Edit: My attempt below has a mistake. As anankElpis pointed out in the comments, I should not be searching modulo 9 and 11, not 3 and 11. That way we get that $n$ must be a multiple of both 5 and 6, which gives us 30.
Original post: Because $99=3*3*11$, we have $$5^n\equiv 1\mod 99\qquad\Leftrightarrow\qquad 5^n\equiv 1\mod 3\quad\wedge\quad 5^n\equiv 1\mod 11.$$ Now because \begin{align*} 5^1=5&=2\mod 3\\ 5^2=2\cdot5=10&=1\mod 3 \end{align*} and so on, we know that $n$ must be even, and because \begin{align*} 5^1&=5\mod 11\\ 5^2=5\cdot 5=25&=3\mod 11\\ 5^3=3\cdot 5=15&=4\mod 11\\ 5^4=4\cdot 5=20&=9\mod 11\\ 5^5=9\cdot 5=45&=1\mod 11, \end{align*} we know that $n$ must be a multiple of 5. So now we've narrowed $n$ down to $10,20,30,...$. But I don't know how to continue from here.

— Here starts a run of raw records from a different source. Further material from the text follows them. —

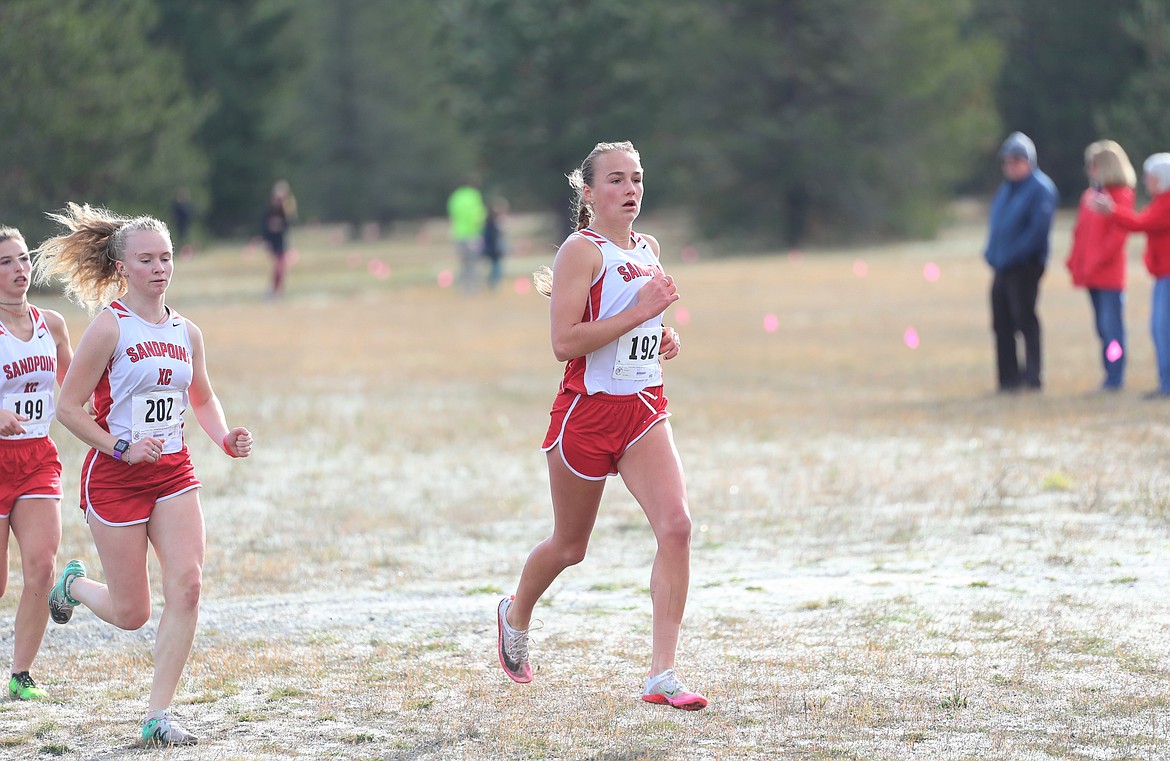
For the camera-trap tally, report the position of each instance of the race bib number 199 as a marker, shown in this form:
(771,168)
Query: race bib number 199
(158,416)
(36,406)
(638,355)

Another thing I tried: We also know that $5^{\phi(99)}\equiv 1\mod 99$, where $\phi$ is Euler's totient function. I calculated $\phi(99)=60$ by removing all multiples of 3 (33 numbers) and then the remaining multiples of 11 (6 numbers), so $99-33-6=60$. So we know that $5^{60}\equiv 1\mod 99$. However, when I checked with WolframAlpha, I found out that $5^{30}\equiv 1\mod 99$, which makes $n=30$ the correct answer.
Can anyone give me a hint about how to find the answer? Thank you for your time.